NEITI indicts NNPC, says it unlawfully paid self N1.4tn as fuel subsidy

By The Citizen

The Nigerian National Petroleum Corporation illegally paid itself the sum of N1.4tn between 2009 and 2011 as petrol subsidy, as it was also revealed that it owes the Federation Account, a whopping N1.3tn. All these were contained in the Nigerian Extractive Industry Transparency Initiative audit report for 2009 - 2011.

According to the report presented by the Chairman of NEITI, Mr. Ledum Mitee, to journalists in Abuja, it showed that the corporation received $4.48bn from the Nigerian Liquefied Natural Gas which it has yet to remit to the Federation Account.

The report also alleged that NNPC engaged in foreign exchange scam by using exchange rates lower than what was obtainable at the Central Bank of Nigeria in its transactions. The scam led to the loss of N98.3bn by the government within the period of three years (2009 - 2011).

Also during the period under review, the report shows that operators in the oil and gas sector engaged in under reporting quantities they produced for the purpose of Petroleum Profit Tax assessment, resulting to a loss of $2.65bn.

Mitee said, 'The financial report clearly underlines that contrary to the practice where subsidy payments are claimed from the Petroleum Support Fund through the Petroleum Products and Pricing Regulatory Agency by the qualifying oil marketing companies,  the NNPC draws subsidy payments directly from domestic crude sales proceeds before remittances to the Federation Account.

'As a result, a sum of N1.4tn was claimed during the period by the NNPC as oil subsidy payments. Subsidy payments claimed by the NNPC increased by 110 per cent. For example, it rose from N198bn in 2009 to N416bn in 2010.
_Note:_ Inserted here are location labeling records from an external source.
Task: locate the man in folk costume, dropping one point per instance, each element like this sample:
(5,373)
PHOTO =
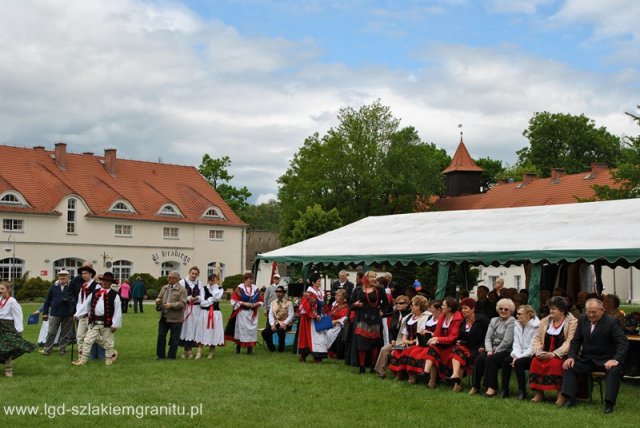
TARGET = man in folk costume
(195,294)
(105,316)
(280,320)
(86,289)
(242,327)
(210,330)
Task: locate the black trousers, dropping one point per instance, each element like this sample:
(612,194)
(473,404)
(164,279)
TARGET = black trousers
(165,327)
(520,366)
(267,336)
(492,365)
(582,367)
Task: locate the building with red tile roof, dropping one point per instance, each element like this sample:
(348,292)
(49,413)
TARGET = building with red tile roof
(62,209)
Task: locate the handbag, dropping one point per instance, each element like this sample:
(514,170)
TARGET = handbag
(325,323)
(33,318)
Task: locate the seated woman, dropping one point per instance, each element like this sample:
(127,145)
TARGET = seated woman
(550,347)
(470,342)
(339,311)
(521,353)
(497,348)
(412,327)
(438,359)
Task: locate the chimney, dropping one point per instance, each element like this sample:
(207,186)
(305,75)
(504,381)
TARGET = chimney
(556,173)
(598,167)
(110,161)
(528,178)
(61,155)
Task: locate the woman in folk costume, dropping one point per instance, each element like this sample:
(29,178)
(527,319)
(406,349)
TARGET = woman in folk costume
(242,327)
(12,345)
(211,330)
(190,324)
(338,312)
(311,341)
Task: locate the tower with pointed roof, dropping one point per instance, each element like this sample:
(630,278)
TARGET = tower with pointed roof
(462,176)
'In 2011 alone, it rose to N786bn. The increase between 2009 and 2011 alone was 186 per cent. The physical and process audit expected to be released in March is currently carrying out further validations on subsidy payment transactions to include other marketers.

'Another important revelation of the report is that financial flows from the  NLNG include dividends and repayment of loans of which an amount of $4.84bn was received by  the NNPC.
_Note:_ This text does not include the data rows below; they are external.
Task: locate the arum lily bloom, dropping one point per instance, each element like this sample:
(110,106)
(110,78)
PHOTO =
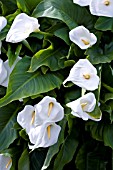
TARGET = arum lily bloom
(44,135)
(48,110)
(82,2)
(82,37)
(3,23)
(39,122)
(5,71)
(5,162)
(21,28)
(84,105)
(84,75)
(102,8)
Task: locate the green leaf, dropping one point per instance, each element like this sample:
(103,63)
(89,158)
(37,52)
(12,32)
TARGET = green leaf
(27,5)
(96,55)
(47,57)
(7,120)
(108,135)
(66,152)
(37,158)
(104,23)
(66,11)
(23,84)
(96,113)
(91,157)
(24,162)
(5,6)
(108,96)
(13,53)
(55,148)
(96,130)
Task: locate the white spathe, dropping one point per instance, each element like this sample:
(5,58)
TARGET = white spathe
(3,22)
(48,110)
(39,122)
(5,71)
(84,105)
(82,37)
(39,135)
(22,26)
(5,162)
(102,8)
(82,2)
(84,75)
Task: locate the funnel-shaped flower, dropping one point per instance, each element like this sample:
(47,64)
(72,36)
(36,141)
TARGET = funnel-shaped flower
(84,105)
(44,135)
(48,110)
(39,122)
(5,71)
(102,8)
(82,2)
(82,37)
(84,75)
(21,28)
(5,162)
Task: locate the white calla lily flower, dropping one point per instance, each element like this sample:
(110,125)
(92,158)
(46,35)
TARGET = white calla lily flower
(84,105)
(48,110)
(39,122)
(84,75)
(82,37)
(5,71)
(22,27)
(102,8)
(5,162)
(82,2)
(44,135)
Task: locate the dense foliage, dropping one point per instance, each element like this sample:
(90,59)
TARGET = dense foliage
(47,57)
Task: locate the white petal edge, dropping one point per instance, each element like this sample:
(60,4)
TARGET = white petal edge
(40,137)
(57,111)
(5,162)
(21,28)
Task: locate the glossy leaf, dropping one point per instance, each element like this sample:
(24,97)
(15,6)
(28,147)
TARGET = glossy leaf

'The report confirmed that these amounts have not been remitted neither to the CBN/NNPC JP Morgan Account nor the Federation Account.

'Furthermore, the report observes that this has been a recurring issue as an amount of $3.99bn was also reported as received but not remitted by the NNPC in the previous audits.

'The audit report also reveals that the  NNPC owes N1.31tn to the Federation Account as of December 31,  2011. This is a trade debt. This is because the sum of N928bn falls within the 90 days permissible period, leaving a balance of N377bn which the NNPC is currently paying by installment to the Federation Account.'

When contacted, NNPC's General Manager, Media,  Dr. Omar Ibrahim, said  the corporation  had yet to see the report.

'We have not seen the report. When we see it,  we will study it and then respond. What we can assure Nigerians is that many of such reports had come out and they turned out to be false. A typical example is the Auditor-General's report that was released last year,' he said.

The total fund accruing to the nation, according to the report, came through proceeds from the sales of equity crude, royalty, signature bonus, concession rentals, gas flaring penalties, PPT and companies income tax.

Mitee said, 'A breakdown of these earnings shows that sales of crude oil and gas within the period under review amounted to $81.9bn. The total sum of revenues that accrued to government from PPT, royalty, signature bonus, gas flaring penalties and concessional rentals amounted to $45.7bn; revenue from companies income tax, value added tax and withholding tax within the period amounted to $6.1bn, while the sum of $4.8bn was reported as revenue from dividends and repayment of loans by the  NLNG.

'The total cash flow to states arising from withholding tax and PAYE was $1.5bn while the total cash flow to other entities arising from the contributions to Niger Delta Development Commission and education tax was $3.2bn.

'The total financial flow represents a decrease of four per cent from what government earned in the sector in 2006 to  2008 when compared to total flow of $148.8bn as against the reported government earnings of $143.5bn for 2009 - 2011.'

Mitee explained that the decrease was largely due to adjustments in the applicable average oil price despite fairly consistent production volumes.

Mitee said from the alleged scam of under reporting that led to under assessment of $2.65bn, a total of $442m had been recovered while some operators affected in the allegation were threatening legal actions.